Commissioners ‘Break Ground’ on $1.8M Expansion of EOC, 911 Facility
The Bucks County Commissioners on Thursday joined county Emergency Management officials to break ground on a $1.8 million modernization project at the county’s Emergency Services building in Ivyland.
Slated for completion next year, the enhancements will expand and update the existing Emergency Operations Center (EOC) to create a more efficient work environment optimized for modern disaster response.
“It became clear to all three commissioners early in the pandemic, when this building was ground zero for not just the disaster response, but also for a lot of our public messaging, that this facility badly needed some upgrades,” said county Commissioner Chair Bob Harvie. “Last summer’s flooding, tornadoes and hurricane only underscored that need.”
When activated, the EOC serves as the county’s emergency response nerve center during response and recovery from disasters – both natural and manmade – that require the mobilization and coordination of multiple emergency services, government and nonprofit agencies.
Changes to the facility will triple available meeting spaces and update technology, allowing multiple teams working on different aspects of a disaster response to meet and coordinate simultaneously – including with county 911, as well as outside agencies – without disruption to other efforts.
Planned improvements also include a press briefing room and a designated space for fielding and responding to public inquiry.
“In retrospect it seems obvious that we might need a dedicated space to brief the media and the public, or that more than one team might need a meeting space at one time,” Harvie added. “But unfortunately, that capacity was lacking under this facility’s existing design.”
Construction costs for the project are budgeted at $1.38 million.
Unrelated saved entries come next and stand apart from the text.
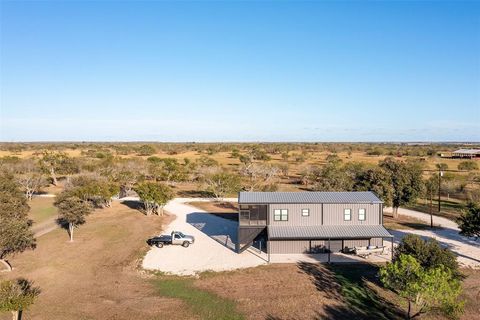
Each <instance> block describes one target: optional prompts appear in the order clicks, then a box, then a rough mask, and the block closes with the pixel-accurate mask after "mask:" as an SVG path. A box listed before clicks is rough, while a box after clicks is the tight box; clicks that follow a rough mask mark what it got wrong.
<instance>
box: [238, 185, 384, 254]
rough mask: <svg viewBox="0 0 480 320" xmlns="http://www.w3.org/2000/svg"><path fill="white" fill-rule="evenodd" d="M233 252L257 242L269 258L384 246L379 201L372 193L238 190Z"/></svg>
mask: <svg viewBox="0 0 480 320" xmlns="http://www.w3.org/2000/svg"><path fill="white" fill-rule="evenodd" d="M238 204H239V212H238V215H239V217H238V218H239V219H238V221H239V227H238V240H237V241H238V242H237V248H236V249H237V252H239V253H240V252H242V251H244V250H245V249H247V248H248V247H250V246H251V245H252V243H254V241H257V240H259V239H262V240H263V242H264V243H265V244H266V245H264V246H263V248H265V247H266V248H265V249H266V252H267V253H268V254H287V253H322V252H338V251H342V250H344V249H346V248H353V247H358V246H369V245H375V246H382V245H383V238H390V239H392V244H393V236H392V235H391V234H390V233H389V232H388V231H387V230H386V229H385V228H384V226H383V202H382V201H381V200H380V199H379V198H378V197H377V196H376V195H375V194H374V193H373V192H240V193H239V197H238Z"/></svg>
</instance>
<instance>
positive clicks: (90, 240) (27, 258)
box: [0, 202, 192, 320]
mask: <svg viewBox="0 0 480 320" xmlns="http://www.w3.org/2000/svg"><path fill="white" fill-rule="evenodd" d="M161 225H162V218H159V217H156V216H153V217H146V216H143V215H142V214H141V213H140V212H138V211H136V210H133V209H130V208H128V207H127V206H125V205H123V204H120V203H118V202H114V203H113V206H112V207H111V208H109V209H104V210H101V211H97V212H95V213H94V214H93V215H92V216H90V217H89V218H88V222H87V224H86V225H84V226H81V227H80V228H79V229H77V230H75V241H74V242H73V243H69V242H68V236H67V233H66V232H65V231H64V230H61V229H58V230H55V231H53V232H51V233H49V234H47V235H45V236H43V237H41V238H39V239H38V247H37V249H36V250H34V251H27V252H24V253H22V254H20V255H18V256H17V257H15V258H14V259H12V261H11V262H12V264H13V266H14V268H15V269H14V271H13V272H11V273H2V274H1V277H2V278H6V277H9V278H10V277H26V278H28V279H31V280H33V281H35V283H36V284H37V285H39V286H40V287H41V289H42V293H41V295H40V297H39V299H38V301H37V302H36V303H35V305H34V306H33V307H32V308H31V310H29V311H28V312H26V313H25V316H24V320H25V319H52V320H54V319H62V320H63V319H102V320H103V319H171V315H172V314H175V318H176V319H192V315H191V314H189V313H188V312H187V311H185V308H184V307H183V306H182V302H181V301H179V300H174V299H170V298H163V297H161V296H159V295H157V293H156V290H155V289H154V288H153V286H152V285H151V283H150V282H149V281H148V279H144V278H142V277H141V276H140V274H139V273H138V271H137V269H136V268H137V263H138V260H139V259H140V258H141V256H143V253H144V252H145V251H146V249H147V246H146V244H145V240H146V239H147V237H148V236H151V235H152V234H154V233H157V232H158V231H159V230H160V229H161ZM0 319H10V316H9V315H6V314H5V315H2V316H0Z"/></svg>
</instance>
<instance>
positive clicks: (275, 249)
mask: <svg viewBox="0 0 480 320" xmlns="http://www.w3.org/2000/svg"><path fill="white" fill-rule="evenodd" d="M369 243H370V245H372V246H382V245H383V239H382V238H372V239H370V241H369V240H368V239H357V240H343V242H342V240H331V241H330V251H331V252H340V251H342V250H343V249H344V248H346V247H348V248H353V247H366V246H368V245H369ZM268 246H269V251H270V253H271V254H299V253H309V252H310V241H308V240H270V241H268ZM342 246H343V247H342ZM315 247H318V248H325V249H327V248H328V241H327V240H325V241H323V240H312V241H311V249H312V250H315Z"/></svg>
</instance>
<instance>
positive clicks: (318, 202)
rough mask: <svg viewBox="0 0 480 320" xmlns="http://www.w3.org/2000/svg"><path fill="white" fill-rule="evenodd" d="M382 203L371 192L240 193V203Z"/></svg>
mask: <svg viewBox="0 0 480 320" xmlns="http://www.w3.org/2000/svg"><path fill="white" fill-rule="evenodd" d="M348 202H352V203H381V202H382V200H380V199H379V198H378V197H377V196H376V195H375V194H374V193H373V192H371V191H356V192H240V193H239V195H238V203H240V204H242V203H348Z"/></svg>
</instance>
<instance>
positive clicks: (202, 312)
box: [153, 277, 245, 320]
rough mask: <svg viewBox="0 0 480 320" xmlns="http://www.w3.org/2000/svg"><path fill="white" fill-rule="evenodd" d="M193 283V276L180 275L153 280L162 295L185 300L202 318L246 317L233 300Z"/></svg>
mask: <svg viewBox="0 0 480 320" xmlns="http://www.w3.org/2000/svg"><path fill="white" fill-rule="evenodd" d="M193 283H194V279H193V278H180V277H175V278H163V277H161V278H159V279H156V280H154V281H153V284H154V286H155V287H156V288H157V289H158V293H159V294H160V295H162V296H164V297H169V298H175V299H180V300H182V301H184V302H185V304H186V305H187V307H188V308H189V310H190V311H191V312H192V313H193V314H195V315H196V316H198V317H200V319H205V320H216V319H230V320H241V319H245V317H244V316H243V315H242V314H240V313H238V312H237V311H236V308H235V303H234V302H233V301H231V300H228V299H226V298H222V297H219V296H217V295H216V294H214V293H210V292H209V291H206V290H201V289H199V288H196V287H195V286H194V285H193Z"/></svg>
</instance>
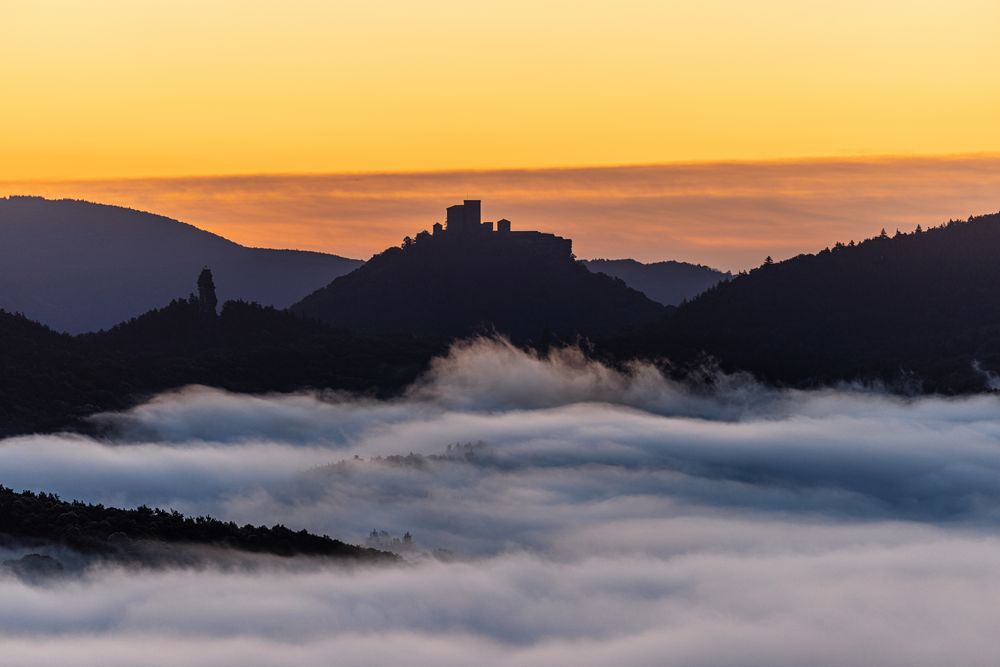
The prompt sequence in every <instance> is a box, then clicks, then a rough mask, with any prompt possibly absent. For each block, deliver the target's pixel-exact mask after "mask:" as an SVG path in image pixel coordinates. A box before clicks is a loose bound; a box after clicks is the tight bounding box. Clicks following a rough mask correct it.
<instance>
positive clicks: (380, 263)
mask: <svg viewBox="0 0 1000 667" xmlns="http://www.w3.org/2000/svg"><path fill="white" fill-rule="evenodd" d="M291 310H292V312H294V313H296V314H298V315H301V316H304V317H307V318H313V319H317V320H320V321H322V322H325V323H326V324H328V325H330V326H334V327H338V328H343V329H347V330H351V331H357V332H363V333H413V334H420V335H434V336H443V337H449V338H457V337H462V336H468V335H471V334H476V333H483V332H493V331H496V332H499V333H503V334H506V335H509V336H511V337H513V338H514V339H531V338H536V337H539V336H544V335H547V334H554V335H560V336H571V335H575V334H583V335H595V334H605V333H610V332H613V331H618V330H623V329H628V328H630V327H635V326H639V325H642V324H648V323H650V322H654V321H656V320H658V319H661V318H662V317H664V316H665V313H666V311H665V309H664V308H663V306H660V305H659V304H657V303H654V302H653V301H651V300H650V299H648V298H647V297H646V296H645V295H643V294H642V293H641V292H638V291H636V290H633V289H631V288H629V287H628V286H626V285H625V283H624V282H622V281H621V280H618V279H615V278H611V277H609V276H606V275H603V274H599V273H591V272H590V271H588V270H587V269H586V268H584V267H583V266H582V265H581V264H580V263H579V262H576V261H575V260H574V259H573V257H572V255H571V253H570V246H569V241H568V240H566V239H560V238H559V237H554V236H552V235H547V234H539V233H536V232H526V233H523V235H519V234H518V233H509V234H506V235H504V234H470V235H468V236H455V235H451V236H449V235H447V233H445V234H441V235H437V236H431V235H430V234H423V235H421V236H418V237H417V239H416V240H415V241H414V242H412V243H409V244H407V245H406V246H405V247H403V248H390V249H388V250H386V251H385V252H383V253H381V254H380V255H377V256H375V257H373V258H372V259H371V260H369V261H368V262H367V263H366V264H365V265H364V266H362V267H361V268H359V269H358V270H357V271H354V272H353V273H350V274H348V275H346V276H341V277H340V278H337V279H336V280H334V281H333V282H332V283H331V284H330V285H328V286H327V287H325V288H323V289H321V290H318V291H316V292H315V293H313V294H311V295H309V296H308V297H306V298H305V299H303V300H302V301H301V302H299V303H297V304H295V305H294V306H292V309H291Z"/></svg>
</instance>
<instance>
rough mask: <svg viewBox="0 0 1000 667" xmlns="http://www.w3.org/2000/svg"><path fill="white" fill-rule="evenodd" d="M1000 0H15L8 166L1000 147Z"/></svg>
mask: <svg viewBox="0 0 1000 667" xmlns="http://www.w3.org/2000/svg"><path fill="white" fill-rule="evenodd" d="M997 25H1000V4H998V3H996V2H995V1H993V0H990V1H985V0H954V1H952V2H948V3H944V2H920V1H919V0H908V1H903V0H881V1H879V0H865V1H864V2H862V1H861V0H840V1H838V2H832V1H818V0H817V1H811V2H802V1H793V0H764V1H759V2H745V1H742V0H741V1H737V0H704V1H702V2H699V3H689V2H684V3H681V2H669V1H665V0H658V1H655V2H654V1H650V0H620V1H619V2H615V3H608V2H596V1H593V0H576V1H575V2H566V1H563V0H553V1H550V2H544V3H539V2H524V1H521V0H508V1H506V2H503V3H500V2H493V1H484V2H477V3H464V2H462V3H460V2H458V1H457V0H427V1H425V2H421V3H413V2H403V1H401V0H396V1H385V2H370V1H366V2H360V1H356V0H341V1H338V2H318V1H305V0H299V1H294V0H293V1H290V2H282V3H277V2H273V1H263V0H240V1H239V2H236V1H234V0H213V1H205V0H197V1H195V0H174V1H173V2H159V1H137V0H92V1H90V2H80V1H74V0H51V1H48V2H28V1H25V0H8V2H5V3H3V5H2V9H0V59H2V62H4V63H5V67H4V68H3V69H2V70H0V85H2V87H3V88H2V89H3V91H4V106H3V123H2V124H0V147H2V151H3V156H4V159H3V160H0V179H7V180H13V179H16V180H30V179H82V178H135V177H161V176H175V177H182V176H188V175H192V176H193V175H216V174H262V173H263V174H275V173H287V174H301V173H325V172H340V173H343V172H359V173H365V172H425V171H450V170H460V171H467V170H470V169H472V170H494V171H495V170H498V169H524V168H529V169H531V168H534V169H539V168H546V167H584V166H604V165H607V166H612V165H631V164H659V163H679V162H688V163H690V162H716V161H731V160H735V161H743V160H746V161H762V160H784V159H789V158H802V157H816V158H822V157H847V156H858V155H913V154H917V155H922V154H931V155H934V154H949V155H951V154H958V153H987V152H996V151H1000V123H997V122H996V119H997V118H1000V81H998V78H1000V75H998V71H1000V68H998V66H1000V42H997V40H996V38H995V27H996V26H997Z"/></svg>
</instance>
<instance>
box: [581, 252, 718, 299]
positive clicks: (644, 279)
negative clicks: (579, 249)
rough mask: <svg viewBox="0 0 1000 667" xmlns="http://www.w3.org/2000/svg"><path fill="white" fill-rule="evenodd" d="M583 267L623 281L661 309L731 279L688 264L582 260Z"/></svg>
mask: <svg viewBox="0 0 1000 667" xmlns="http://www.w3.org/2000/svg"><path fill="white" fill-rule="evenodd" d="M582 264H583V265H584V266H586V267H587V268H588V269H590V270H591V271H593V272H594V273H604V274H607V275H609V276H612V277H614V278H620V279H622V280H624V281H625V284H626V285H628V286H629V287H631V288H632V289H637V290H639V291H640V292H642V293H643V294H645V295H646V296H648V297H649V298H650V299H652V300H653V301H656V302H657V303H661V304H663V305H664V306H677V305H680V304H681V303H683V302H684V301H688V300H690V299H693V298H695V297H696V296H698V295H699V294H701V293H702V292H704V291H705V290H707V289H708V288H710V287H714V286H715V285H717V284H718V283H720V282H722V281H723V280H729V279H730V278H731V277H732V276H731V275H730V274H729V273H724V272H722V271H718V270H716V269H713V268H711V267H708V266H702V265H701V264H688V263H687V262H673V261H669V262H652V263H651V264H643V263H642V262H637V261H636V260H634V259H585V260H583V261H582Z"/></svg>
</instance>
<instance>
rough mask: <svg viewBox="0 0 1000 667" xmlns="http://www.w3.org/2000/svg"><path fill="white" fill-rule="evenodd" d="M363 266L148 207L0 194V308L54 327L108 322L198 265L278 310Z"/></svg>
mask: <svg viewBox="0 0 1000 667" xmlns="http://www.w3.org/2000/svg"><path fill="white" fill-rule="evenodd" d="M360 264H361V262H360V261H358V260H353V259H346V258H343V257H338V256H336V255H327V254H323V253H317V252H303V251H299V250H268V249H262V248H247V247H244V246H241V245H238V244H236V243H233V242H232V241H229V240H227V239H224V238H222V237H221V236H217V235H215V234H211V233H209V232H206V231H204V230H201V229H198V228H197V227H193V226H191V225H188V224H185V223H183V222H179V221H177V220H172V219H170V218H166V217H163V216H160V215H154V214H152V213H144V212H142V211H136V210H132V209H128V208H121V207H118V206H106V205H103V204H93V203H90V202H84V201H75V200H69V199H63V200H49V199H43V198H41V197H8V198H3V197H0V308H3V309H5V310H7V311H10V312H21V313H24V314H25V315H27V316H28V317H30V318H31V319H33V320H37V321H39V322H42V323H44V324H46V325H48V326H50V327H52V328H53V329H56V330H58V331H67V332H69V333H80V332H85V331H95V330H98V329H103V328H107V327H110V326H113V325H115V324H117V323H118V322H121V321H122V320H125V319H128V318H129V317H135V316H137V315H140V314H142V313H144V312H146V311H148V310H150V309H151V308H157V307H159V306H162V305H163V304H164V303H167V302H168V301H170V299H172V298H174V297H176V296H177V295H179V294H186V293H187V292H188V291H189V287H190V283H191V276H193V275H196V274H197V272H198V271H199V270H200V269H201V268H202V267H203V266H211V267H212V268H213V269H215V271H216V274H217V275H218V277H219V279H218V283H219V284H218V288H219V296H220V297H221V299H222V300H223V301H225V300H228V299H244V300H247V301H255V302H258V303H262V304H264V305H272V306H275V307H278V308H284V307H287V306H289V305H291V304H292V303H294V302H295V301H298V300H299V299H301V298H302V297H303V296H305V295H306V294H309V293H310V292H312V291H313V290H315V289H317V288H318V287H321V286H322V285H325V284H327V283H329V282H330V281H331V280H333V279H334V278H336V277H337V276H339V275H343V274H344V273H347V272H349V271H351V270H353V269H355V268H356V267H357V266H359V265H360Z"/></svg>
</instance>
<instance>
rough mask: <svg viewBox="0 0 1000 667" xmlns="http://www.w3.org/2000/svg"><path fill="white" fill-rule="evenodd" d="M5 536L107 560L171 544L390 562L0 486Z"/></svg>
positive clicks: (140, 557) (0, 499)
mask: <svg viewBox="0 0 1000 667" xmlns="http://www.w3.org/2000/svg"><path fill="white" fill-rule="evenodd" d="M0 539H2V540H3V541H4V542H11V541H13V542H14V543H15V544H19V543H22V542H27V543H28V544H31V545H33V546H36V547H37V546H50V545H51V546H67V547H70V548H72V549H74V550H77V551H80V552H82V553H87V554H95V555H99V556H102V557H105V558H109V559H115V560H118V559H121V560H128V561H140V562H141V561H144V560H150V559H156V558H157V557H159V556H165V555H167V554H165V553H162V552H163V551H164V550H165V547H166V546H167V545H179V546H194V545H197V546H211V547H216V548H220V549H226V550H233V551H244V552H250V553H260V554H273V555H277V556H285V557H290V556H314V557H320V558H336V559H349V560H356V561H362V560H363V561H366V562H368V561H370V562H380V561H381V562H392V561H395V560H396V558H395V557H394V556H393V555H392V554H390V553H387V552H384V551H378V550H375V549H369V548H365V547H359V546H355V545H352V544H346V543H344V542H341V541H340V540H335V539H332V538H330V537H327V536H326V535H315V534H313V533H309V532H307V531H305V530H299V531H293V530H290V529H289V528H286V527H285V526H282V525H276V526H272V527H270V528H268V527H265V526H252V525H249V524H247V525H244V526H238V525H236V524H235V523H232V522H225V521H219V520H218V519H214V518H212V517H207V516H200V517H196V518H191V517H185V516H183V515H182V514H180V513H178V512H176V511H167V510H162V509H153V508H149V507H145V506H143V507H138V508H135V509H118V508H114V507H105V506H104V505H91V504H87V503H81V502H67V501H65V500H61V499H60V498H59V497H58V496H55V495H52V494H46V493H37V494H36V493H32V492H30V491H22V492H16V491H14V490H12V489H8V488H6V487H3V486H0Z"/></svg>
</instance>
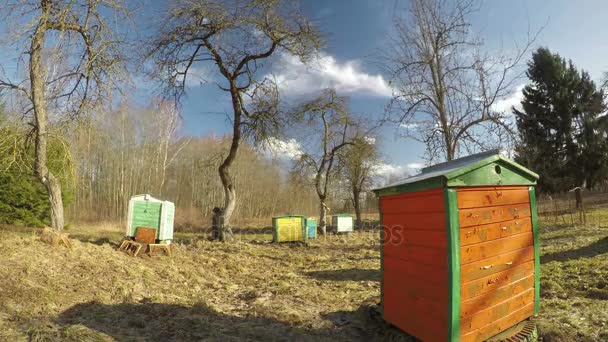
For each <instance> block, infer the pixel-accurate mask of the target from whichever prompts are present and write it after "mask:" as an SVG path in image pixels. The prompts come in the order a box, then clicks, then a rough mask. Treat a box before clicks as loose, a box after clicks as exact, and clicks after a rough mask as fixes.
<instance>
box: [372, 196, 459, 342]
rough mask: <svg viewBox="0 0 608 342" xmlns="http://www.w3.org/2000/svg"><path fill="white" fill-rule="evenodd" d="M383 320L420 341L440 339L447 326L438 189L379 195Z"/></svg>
mask: <svg viewBox="0 0 608 342" xmlns="http://www.w3.org/2000/svg"><path fill="white" fill-rule="evenodd" d="M380 206H381V212H382V225H383V226H382V229H383V230H382V233H383V242H384V243H383V245H382V260H383V261H382V272H383V282H382V303H383V313H384V319H385V320H387V321H388V322H390V323H392V324H393V325H395V326H397V327H399V328H400V329H402V330H404V331H406V332H407V333H409V334H411V335H413V336H416V337H418V338H419V339H421V340H423V341H445V340H446V339H447V326H448V310H447V307H448V269H447V254H446V253H447V233H446V213H445V202H444V192H443V189H435V190H425V191H419V192H415V193H408V194H399V195H391V196H383V197H382V198H381V199H380Z"/></svg>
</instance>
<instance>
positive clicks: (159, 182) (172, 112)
mask: <svg viewBox="0 0 608 342" xmlns="http://www.w3.org/2000/svg"><path fill="white" fill-rule="evenodd" d="M153 118H154V126H155V128H156V130H157V137H156V141H157V143H158V146H157V151H156V153H155V155H156V163H155V166H154V167H155V174H156V184H157V186H158V187H157V189H156V191H157V194H159V195H162V194H163V187H164V186H165V181H166V179H167V168H168V167H169V166H170V165H171V164H172V163H173V162H174V161H175V158H176V157H177V156H178V155H179V153H180V152H181V151H182V150H183V149H184V147H186V145H187V144H188V143H189V142H190V139H182V140H181V141H180V143H179V145H178V146H176V148H175V150H174V151H172V153H169V152H170V151H169V148H170V147H171V145H172V144H173V143H174V142H175V140H177V136H176V134H177V130H178V128H179V125H180V114H179V111H178V110H177V107H176V106H175V105H174V104H173V103H170V102H168V101H159V102H157V103H156V104H155V108H153Z"/></svg>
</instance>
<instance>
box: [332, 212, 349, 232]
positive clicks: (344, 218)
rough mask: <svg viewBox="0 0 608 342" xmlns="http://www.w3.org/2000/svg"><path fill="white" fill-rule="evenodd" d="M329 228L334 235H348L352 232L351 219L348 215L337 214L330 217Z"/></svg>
mask: <svg viewBox="0 0 608 342" xmlns="http://www.w3.org/2000/svg"><path fill="white" fill-rule="evenodd" d="M331 226H332V228H333V229H335V231H336V233H350V232H352V231H353V217H352V216H351V215H348V214H338V215H334V216H332V217H331Z"/></svg>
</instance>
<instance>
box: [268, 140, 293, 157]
mask: <svg viewBox="0 0 608 342" xmlns="http://www.w3.org/2000/svg"><path fill="white" fill-rule="evenodd" d="M265 152H267V153H268V154H269V155H270V156H272V157H275V158H279V159H295V158H297V157H298V156H300V155H301V154H302V145H300V143H299V142H298V141H297V140H296V139H288V140H281V139H279V138H269V139H268V141H267V143H266V148H265Z"/></svg>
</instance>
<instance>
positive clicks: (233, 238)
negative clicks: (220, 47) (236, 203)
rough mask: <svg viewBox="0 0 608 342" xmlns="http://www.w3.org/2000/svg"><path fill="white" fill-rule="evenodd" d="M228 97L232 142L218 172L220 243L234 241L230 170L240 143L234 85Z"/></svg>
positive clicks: (232, 211) (239, 126) (235, 87)
mask: <svg viewBox="0 0 608 342" xmlns="http://www.w3.org/2000/svg"><path fill="white" fill-rule="evenodd" d="M230 95H231V97H232V108H233V109H234V122H233V126H232V142H231V143H230V151H229V152H228V156H226V159H224V161H223V162H222V165H220V167H219V170H218V171H219V174H220V179H221V181H222V187H223V188H224V208H223V214H224V225H223V226H222V227H220V241H232V240H233V239H234V235H233V234H232V229H231V228H230V219H231V217H232V214H233V213H234V209H235V208H236V190H235V189H234V182H233V180H232V175H231V173H230V168H231V166H232V163H233V162H234V160H235V159H236V154H237V152H238V149H239V144H240V142H241V114H242V113H241V107H240V103H241V101H240V97H239V92H238V90H237V88H236V84H233V85H232V88H231V91H230Z"/></svg>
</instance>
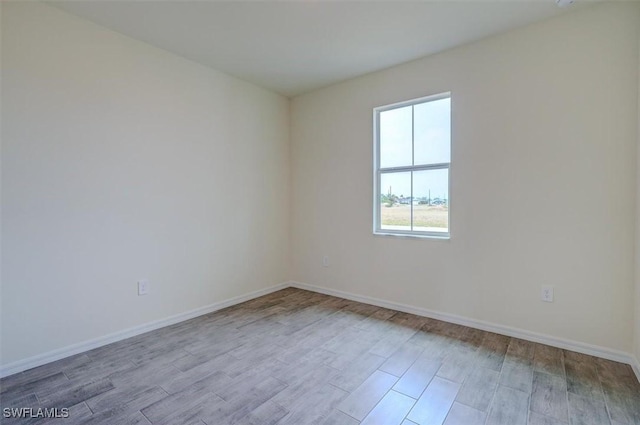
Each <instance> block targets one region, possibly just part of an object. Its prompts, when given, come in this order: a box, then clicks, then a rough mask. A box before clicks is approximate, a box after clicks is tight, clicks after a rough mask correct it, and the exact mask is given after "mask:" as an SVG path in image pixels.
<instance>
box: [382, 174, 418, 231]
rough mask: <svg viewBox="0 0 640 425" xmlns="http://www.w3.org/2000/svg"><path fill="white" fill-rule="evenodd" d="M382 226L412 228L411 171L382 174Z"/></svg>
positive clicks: (385, 226)
mask: <svg viewBox="0 0 640 425" xmlns="http://www.w3.org/2000/svg"><path fill="white" fill-rule="evenodd" d="M380 228H381V229H387V230H411V172H403V173H384V174H382V175H381V176H380Z"/></svg>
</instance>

Technology and security upgrades are estimated to cost another $385,000. The county is paying for the improvements with federal COVID relief and Homeland Security funds.
The Board of Commissioners unanimously approved funding for construction during its May 18 public meeting.
“Each and every service our staff provides from this building is critical to keeping Bucks County safe,” said Emergency Services Director Audrey Kenny. “The Commissioners’ continued investment in us, and shared commitment to our cause empowers our Emergency Services and Emergency Management teams to be the best in the business.”
Construction is expected to last eight to 10 months, during which time the Emergency Operations Center will be housed within the Bucks County Health Department. To minimize disruption to 911 operations, the county’s emergency dispatchers will work out of an alternate facility in Doylestown.
The county has contracted with the following firms on this project: Holstein White, Inc. (Engineer); Matthew V. Piotrowski Architect, LLC (Architect); Magnum, Inc. (General Contractor); Palman Electric, Inc. (Electrical Contractor); Hirschberg Mechanical (Mechanical and Plumbing Contractor); Guy M. Cooper, Inc. (Fire Protection Contractor).